Definitely there is a tradition for high quality wood work in Nicaragua. It is undoubtedly perceived in old colonial churches through their images, altars, benches, pillars as well as private residential homes. Nicaragua’s preservation and intelligent environmental use of tropical forests provides precious timber such as mahogany, cedar, walnut, rosewood, and other valuable assortments. Almost each town in the country but especially Masatepe, one hour north of Granada, specializes in having and manufacturing wonderful furniture. Numerous carpenter shops located along the road will reveal the talent of these people making high quality comfortable rocking chairs, dressers, tables, baby cradles, and other useful furniture for homes.
The small charming community of San Juan de Oriente belongs to “Los Pueblos Blancos” (White Towns) where local clay is amazingly shaped into beautifully decorated ceramic plates, pots, vessels, and other many unique designs. This wonderful work has been traditionally done since pre-Columbian times. Today these quality products have found a demand in the international market. In 1998 the local artisan from San Juan de Oriente, Elio Gutierrez won an International prize from UNESCO with the masterpiece “the Fishman”.

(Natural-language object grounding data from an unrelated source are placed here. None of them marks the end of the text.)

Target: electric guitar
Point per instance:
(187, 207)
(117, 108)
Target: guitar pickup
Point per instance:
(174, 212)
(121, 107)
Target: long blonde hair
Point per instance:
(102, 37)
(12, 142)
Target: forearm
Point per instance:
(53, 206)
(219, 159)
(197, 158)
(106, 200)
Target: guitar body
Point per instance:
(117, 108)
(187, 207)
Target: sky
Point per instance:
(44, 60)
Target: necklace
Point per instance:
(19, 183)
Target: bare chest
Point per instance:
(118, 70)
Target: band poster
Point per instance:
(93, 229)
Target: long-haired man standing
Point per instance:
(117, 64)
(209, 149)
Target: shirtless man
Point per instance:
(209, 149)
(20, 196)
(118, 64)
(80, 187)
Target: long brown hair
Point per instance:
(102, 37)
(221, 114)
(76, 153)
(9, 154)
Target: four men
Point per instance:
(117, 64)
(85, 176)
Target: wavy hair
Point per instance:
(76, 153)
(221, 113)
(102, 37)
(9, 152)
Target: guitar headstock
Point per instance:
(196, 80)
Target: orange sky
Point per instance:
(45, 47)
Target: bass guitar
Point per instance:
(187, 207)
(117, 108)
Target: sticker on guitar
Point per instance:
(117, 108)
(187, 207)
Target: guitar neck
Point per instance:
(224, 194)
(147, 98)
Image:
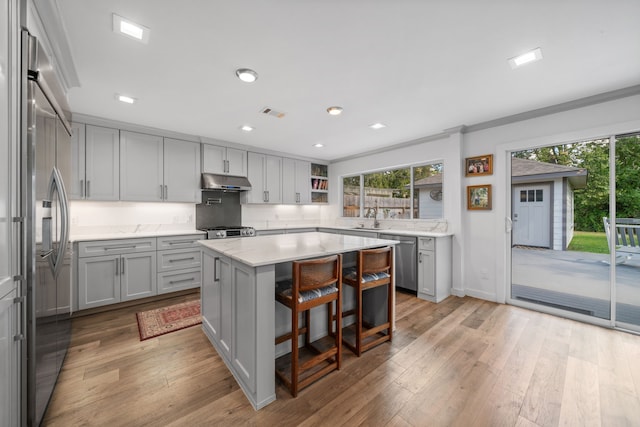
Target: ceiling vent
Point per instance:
(271, 112)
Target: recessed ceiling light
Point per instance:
(126, 99)
(334, 111)
(247, 75)
(526, 58)
(130, 29)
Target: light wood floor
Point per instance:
(461, 362)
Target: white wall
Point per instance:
(113, 217)
(481, 243)
(446, 149)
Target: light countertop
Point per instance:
(124, 234)
(399, 232)
(274, 249)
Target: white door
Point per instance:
(532, 215)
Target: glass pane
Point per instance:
(559, 256)
(427, 191)
(627, 231)
(386, 194)
(351, 196)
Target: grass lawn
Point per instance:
(587, 241)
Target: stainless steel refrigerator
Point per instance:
(46, 165)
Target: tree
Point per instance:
(592, 202)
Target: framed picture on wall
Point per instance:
(481, 165)
(479, 197)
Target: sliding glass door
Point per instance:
(625, 232)
(560, 195)
(575, 211)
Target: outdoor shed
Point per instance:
(542, 203)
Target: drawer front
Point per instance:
(117, 246)
(178, 259)
(178, 280)
(180, 242)
(427, 243)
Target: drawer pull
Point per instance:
(114, 248)
(181, 259)
(190, 279)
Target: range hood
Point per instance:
(214, 181)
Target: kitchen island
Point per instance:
(238, 298)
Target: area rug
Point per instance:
(163, 320)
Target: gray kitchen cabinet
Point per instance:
(265, 176)
(138, 276)
(141, 167)
(179, 262)
(181, 171)
(111, 271)
(434, 268)
(229, 315)
(95, 163)
(296, 183)
(98, 281)
(224, 160)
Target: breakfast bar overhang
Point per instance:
(238, 298)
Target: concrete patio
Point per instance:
(576, 281)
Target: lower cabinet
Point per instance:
(114, 278)
(179, 263)
(112, 271)
(229, 295)
(434, 268)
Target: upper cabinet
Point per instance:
(181, 171)
(265, 176)
(157, 169)
(95, 164)
(141, 163)
(295, 181)
(224, 160)
(319, 183)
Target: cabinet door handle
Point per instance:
(190, 279)
(181, 259)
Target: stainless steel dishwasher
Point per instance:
(406, 262)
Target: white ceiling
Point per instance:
(418, 66)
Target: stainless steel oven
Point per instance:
(220, 215)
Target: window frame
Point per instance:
(411, 167)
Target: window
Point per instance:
(413, 192)
(351, 196)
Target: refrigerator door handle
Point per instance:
(47, 241)
(56, 184)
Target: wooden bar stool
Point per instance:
(314, 283)
(374, 268)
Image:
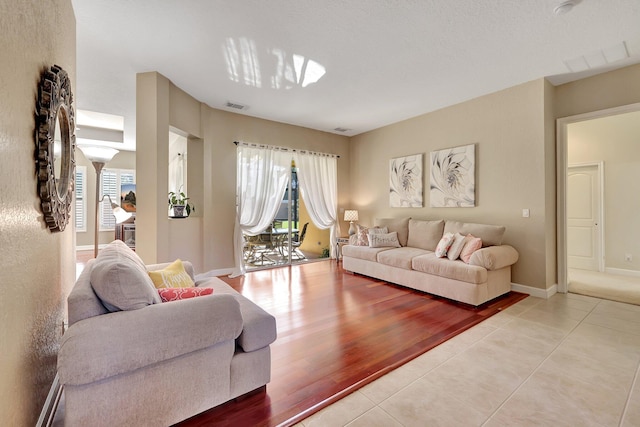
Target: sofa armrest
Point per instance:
(188, 267)
(103, 346)
(494, 257)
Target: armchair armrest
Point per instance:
(111, 344)
(494, 257)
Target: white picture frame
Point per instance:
(405, 182)
(452, 177)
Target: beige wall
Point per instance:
(122, 160)
(207, 237)
(614, 140)
(512, 149)
(607, 90)
(37, 267)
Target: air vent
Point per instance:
(235, 105)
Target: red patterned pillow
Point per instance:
(175, 294)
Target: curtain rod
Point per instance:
(274, 147)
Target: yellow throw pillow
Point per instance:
(172, 276)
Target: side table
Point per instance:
(340, 241)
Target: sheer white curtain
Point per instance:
(318, 177)
(262, 175)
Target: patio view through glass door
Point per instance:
(283, 241)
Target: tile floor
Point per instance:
(566, 361)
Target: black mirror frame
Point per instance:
(54, 107)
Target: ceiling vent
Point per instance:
(235, 105)
(598, 58)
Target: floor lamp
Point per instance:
(100, 156)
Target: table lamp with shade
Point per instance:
(351, 215)
(100, 156)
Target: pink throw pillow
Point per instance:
(472, 245)
(175, 294)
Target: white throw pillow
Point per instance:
(456, 247)
(377, 240)
(444, 244)
(119, 278)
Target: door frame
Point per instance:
(600, 174)
(561, 182)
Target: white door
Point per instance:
(584, 246)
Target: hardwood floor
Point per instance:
(336, 333)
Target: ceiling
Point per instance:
(354, 65)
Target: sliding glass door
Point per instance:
(274, 224)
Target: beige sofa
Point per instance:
(487, 275)
(158, 363)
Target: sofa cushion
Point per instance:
(82, 301)
(177, 294)
(400, 257)
(494, 257)
(258, 326)
(456, 247)
(444, 267)
(362, 252)
(172, 276)
(472, 245)
(387, 240)
(491, 235)
(425, 234)
(399, 225)
(120, 279)
(444, 244)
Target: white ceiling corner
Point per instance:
(355, 65)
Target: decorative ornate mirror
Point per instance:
(55, 147)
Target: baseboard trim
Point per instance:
(535, 292)
(622, 272)
(51, 404)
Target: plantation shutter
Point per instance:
(81, 203)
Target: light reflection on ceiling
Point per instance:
(286, 72)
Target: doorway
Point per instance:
(291, 238)
(585, 217)
(579, 253)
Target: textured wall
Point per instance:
(37, 267)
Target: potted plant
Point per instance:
(178, 202)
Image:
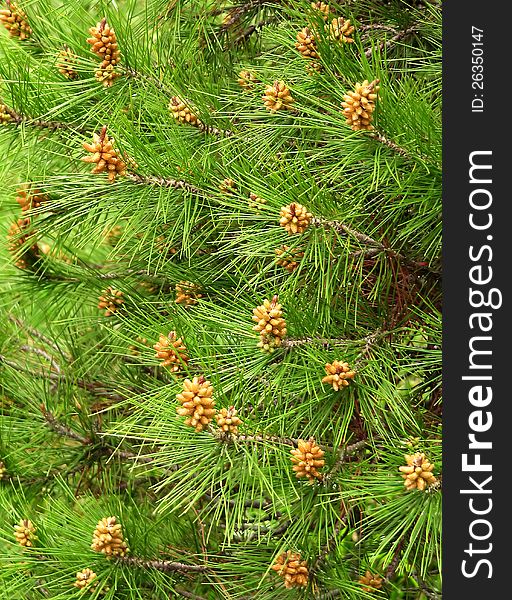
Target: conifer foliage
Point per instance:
(220, 369)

Leather items are also made and a wide variety of products are designed such as purses, wallets, belts, shoes, cases, and hats. Some stones like “Marmolina” or “Soap stone”, coming from the northern region of San Juan de Limay, are carved and transformed into decorative pieces of art. The artisans will make figures of women, birds, elephants, fish, and other free style sculptures. A women cooperative from the northern region of Jalapa creates some gorgeous bread baskets as well as plate and glass mats made out of pine fiber.
Beautiful “Guayaberas”, embroidered men’s formal shirts, are also made in Masaya, Granada and Managua. Other types of traditional clothes are also designed such as T-shirts, colorful dresses, and especially children’s clothes.
Most of these handcraft products are found in the local markets of Roberto Huembes in Managua, and also at the old market of Masaya.